Historical Method: A Comment on Deeper Roots
The book promised to be "what the other book (Roots) promised to be but never was. Rather than an incapacitating, sentimental Euro-centric tracing of ethnicity, the author reconnects the Americas to the culture of pre-colonial West Africa and the universal way of Islam."
My next door neighbor in Oman gave me the book in our discussions on Islamic theology and law. He has traveled widely in America, so I assume he picked it up there. Anyway, the book brought up an old, yet still relevant issue: did Africans reach America before Columbus? Before I go on, a note on methodology is in order. While I think that is highly likely that Africans did reach the Americas before Columbus (and Dr.
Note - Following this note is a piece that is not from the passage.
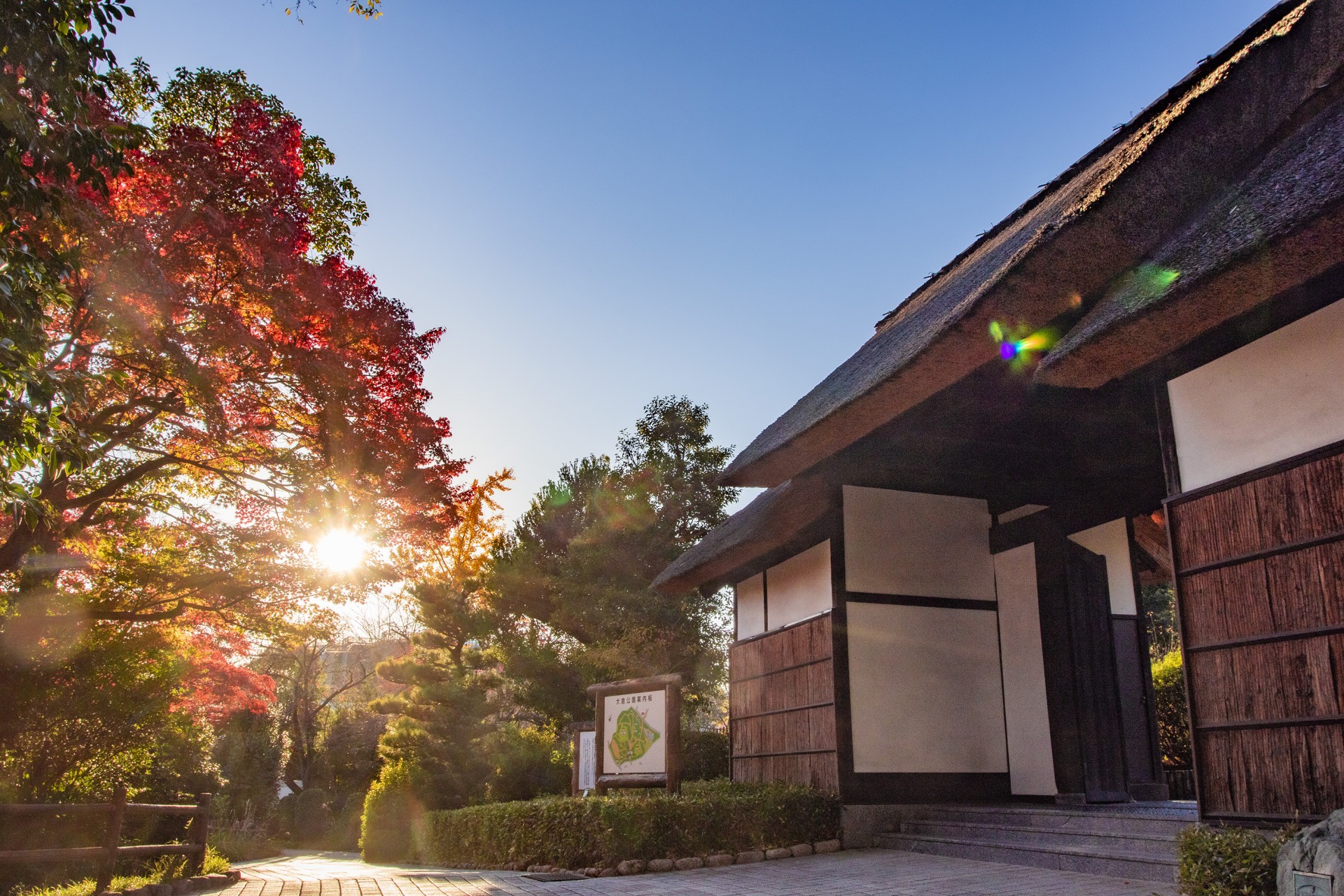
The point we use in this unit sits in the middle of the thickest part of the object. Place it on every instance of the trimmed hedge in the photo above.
(391, 813)
(707, 817)
(1228, 862)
Quick presents numerous pieces of evidence, mostly gleaned from the work of Ivan Van Sertima) there is also the problem of how admissible certain pieces of evidence are. The reasoning behind Quick and other scholars' work is that an accumulated mass of similarities must ergo equal pre-Columbian contact. Yet a word from a comparative anthropologist is most germane here:
It can never be assumed that apparent likenesses between cultures are fundamental, while obvious differences are coincidental or due to special local circumstances. The selection of similar elements from different cultures and the dismissal of differences must always be justified logically, in detail, and in both historical and functional terms. As in any scientific enterprise, we must not simply choose our facts to suit our theories but must demonstrate that the cultural similarities considered to be fundamental are similar in detail and durable, while dissimilarities must be logically explicable as easily changeable cultural features.For example, Quick cites Ferdinand Columbus, who writes about people in northern Honduras as being "black in color. They pierce a hole in their ears large enough to insert a hen's egg." "Black in color" indeed tells us very little of these people's concrete cultural origins, and should not be taken as evidence. However their piercings might tell us a little more. Even if piercing were practiced in West Africa similar to how Columbus described (quite likely), how do we know that this practice emerged in the Americas from contact with Africa? Independent invention seems just as likely. Happily for the scholar, their are some almost irrefutable pieces of evidence relating to language and other traveler's reports which put us on firmer ground. Overall the book gives some fascinating insight into what is in many ways still an underground history. Quick ends by meditating on a dynamic that has been much studied of-late, and remains relevant to African Studies in an Indian Ocean context:
"The real challenge is to be "Mecca-centric" yet in touch with the African world, to be an authentic Muslim yet still in touch with African American spirituality, to be a moral person yet still in touch with the pulse of African American youth, and to develop Islam in America without getting lost in the crises of the Muslim world."